Le barman plongea le nez dans son évier, la mine sérieuse et occupée.

- A moins mon brave Grégoire, que vous n’ayez quelque chose à me dire ?

- Vous connaissez ma déontologie, monsieur l’inspecteur…

- Et moi je connais votre femme. Qui elle ne connaît pas la jolie blonde, qui vient vers minuit caler ses gros nichons sur votre comptoir... Vous êtes très compétent Grégoire, à votre place, je ne sais pas si j’arriverais à remplir sans trembler un verre aussi agréablement calé entre ces jolies choses là…

- Monsieur l’inspecteur…

- Remarque, ça donne l’occasion de faire connaissance, après, quand c’est tout mouillé, il faut réparer les dégâts, au torchon ou à la main, surtout si ça a coulé.... Quelque chose me dit que vous êtes un manuel, Grégoire…

- Monsieur l’inspecteur !

- Oui Grégoire ?

- Je sais ce que je vous dois Monsieur l’inspecteur, mais vous êtes lourd, sauf le respect que je vous dois.

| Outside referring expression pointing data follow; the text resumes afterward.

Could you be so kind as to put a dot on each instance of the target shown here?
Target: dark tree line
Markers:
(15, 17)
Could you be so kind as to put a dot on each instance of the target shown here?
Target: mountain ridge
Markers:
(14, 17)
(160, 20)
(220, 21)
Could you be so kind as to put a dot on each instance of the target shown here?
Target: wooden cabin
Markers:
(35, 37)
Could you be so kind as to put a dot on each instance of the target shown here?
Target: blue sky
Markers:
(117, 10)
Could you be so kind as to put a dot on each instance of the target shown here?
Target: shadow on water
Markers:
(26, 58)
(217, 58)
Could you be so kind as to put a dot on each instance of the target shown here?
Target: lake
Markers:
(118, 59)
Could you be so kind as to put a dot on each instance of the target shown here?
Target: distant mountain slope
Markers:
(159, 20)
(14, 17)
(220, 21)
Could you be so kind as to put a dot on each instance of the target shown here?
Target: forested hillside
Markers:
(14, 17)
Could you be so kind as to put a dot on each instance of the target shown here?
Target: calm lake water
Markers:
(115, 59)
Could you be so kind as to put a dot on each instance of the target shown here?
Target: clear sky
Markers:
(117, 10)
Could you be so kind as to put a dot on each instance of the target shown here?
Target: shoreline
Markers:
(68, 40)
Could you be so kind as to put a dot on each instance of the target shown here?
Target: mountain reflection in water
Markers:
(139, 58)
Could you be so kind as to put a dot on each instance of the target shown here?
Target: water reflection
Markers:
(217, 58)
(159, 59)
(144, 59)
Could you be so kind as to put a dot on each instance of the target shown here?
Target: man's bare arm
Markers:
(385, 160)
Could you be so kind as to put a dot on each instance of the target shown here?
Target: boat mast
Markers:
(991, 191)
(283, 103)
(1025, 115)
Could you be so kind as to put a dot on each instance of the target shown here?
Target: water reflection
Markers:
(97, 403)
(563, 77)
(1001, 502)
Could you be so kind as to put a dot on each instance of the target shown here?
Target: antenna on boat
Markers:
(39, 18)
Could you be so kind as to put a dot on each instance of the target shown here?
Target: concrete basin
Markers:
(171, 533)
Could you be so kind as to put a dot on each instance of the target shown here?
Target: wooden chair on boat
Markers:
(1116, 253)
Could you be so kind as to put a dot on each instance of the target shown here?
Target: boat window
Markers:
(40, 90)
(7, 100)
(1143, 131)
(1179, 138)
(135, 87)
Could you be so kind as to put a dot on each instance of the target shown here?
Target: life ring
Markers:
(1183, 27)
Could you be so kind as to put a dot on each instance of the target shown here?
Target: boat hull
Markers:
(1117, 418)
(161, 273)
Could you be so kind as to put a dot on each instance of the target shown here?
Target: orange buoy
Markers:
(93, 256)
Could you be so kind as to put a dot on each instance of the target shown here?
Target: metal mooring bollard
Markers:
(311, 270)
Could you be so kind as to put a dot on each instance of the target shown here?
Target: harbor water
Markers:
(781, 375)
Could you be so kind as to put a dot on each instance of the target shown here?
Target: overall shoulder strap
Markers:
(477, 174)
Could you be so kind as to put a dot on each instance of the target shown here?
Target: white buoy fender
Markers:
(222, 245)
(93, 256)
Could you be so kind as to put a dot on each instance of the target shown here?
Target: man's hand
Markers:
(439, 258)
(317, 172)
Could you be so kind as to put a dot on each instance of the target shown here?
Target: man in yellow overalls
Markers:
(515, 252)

- Hélas oui. C’est la rançon de la gloire mon petit, pour alléger la conscience des autres…

- Bon, pour dire la vérité, Je n’avais jamais vu Monsieur Lemêtrier dans mon établissement. Question d’image ou de standing je suppose. Un directeur d’hôtel qui fait les bars, ça ne le fait pas, hein ? Ils ont tout ce qu’ils veulent chez eux. Je pourrais vous dire que je ne sais rien. Mais hier, il a franchi le seuil du Lue Kou, une sorte d’événement quoi, c’est rare. Je me suis dit, « Tiens, un collègue ! » et puis « il vient pour voir quelqu’un ». Sinon, pourquoi sortir de son hôtel ? mais non, il est resté là, dans un coin, après avoir pris sa commande. Il est arrivé assez tard, vous savez. J’avais aussi au comptoir ce pitre, là, ce Père Noël qui est descendu à l’accueil de l'Aurora en nouant des draps. Je me suis dit « il vient pour voir le Père Noël, peut-être qu’ils ont rendez-vous ». Mais non, l’autre, là, il continuait à vider mes bouteilles, au seuil du coma éthylique, et l’autre, Lemêtrier, il le regardait. A un moment, Lemêtrier a pris son téléphone portable et a passé un coup de fil. Je me suis dit, « Il attend quelqu’un, mais il est en retard ». Un peu plus tard, un homme est arrivé. J’ai senti que Lemêtrier et lui se connaissaient, car leurs regards se sont croisés un instant, lorsqu’il est entré. Mais ensuite, plus rien. Au contraire, on aurait dit de parfaits inconnus. En fait, il venait pour le Père Noël on aurait dit. Il s’est mis à lui parler gentiment, au gros. Que c’était le meilleur des Père Noël, tout ça. Pendant ce temps, Lemêtrier s’était levé, mais il restait debout sans bouger, en regardant le Père Noël et l’autre gars, pendant qu’un autre client venait d’entrer. Lorsque le Père Noël est tombé dans le coma, ça les a affolés. Lemêtrier s’est approché, il a tâté la poitrine du Père Noël, dénoué son costume. Le Père Noël respirait, et le cœur semblait bien accroché. Mais ils ont eu l’air très embêtés. Le gars qui était resté à la porte a passé un coup de fil rapide, pendant que moi j’appelais les Urgences. Ç’a eu l’air de les embêter. Sur un signe, le causeur est reparti, pendant que Lemêtrier restait seul avec son bouffon de Père Noël jusqu’à l’arrivée des secours. Voilà.

- Je dois vous le dire, Grégoire, vous avez un grand sens de l’observation. Mais aucune psychologie !

Jacques Pelot, alias le père Noël, alias Afa’iau Wagner, alias l’inspecteur Lechat, sortit du bar passablement énervé.

- je t’en mettrais moi, des pitres et des bouffons !

Son téléphone sonna, c’était Steeve, un des coéquipiers de l’équipe de maintenance.

- Steeve ! Alors, tout va bien, pas de rupture sur les papillotes ? Le Père Fouettard n’a pas fait de crise cardiaque ?

- Non… Le Père Fouettard a été enlevé.

- Non ? Mince… C’est pas dieu possible ! Ça alors… Steeve, je crois que nous allons devoir adapter notre stratégie ! Dans une heure, réunion des Lutins à l’Aurora !

Il n’y avait plus de doute possible, l’objectif des Cafards était d’enlever le Père Noël.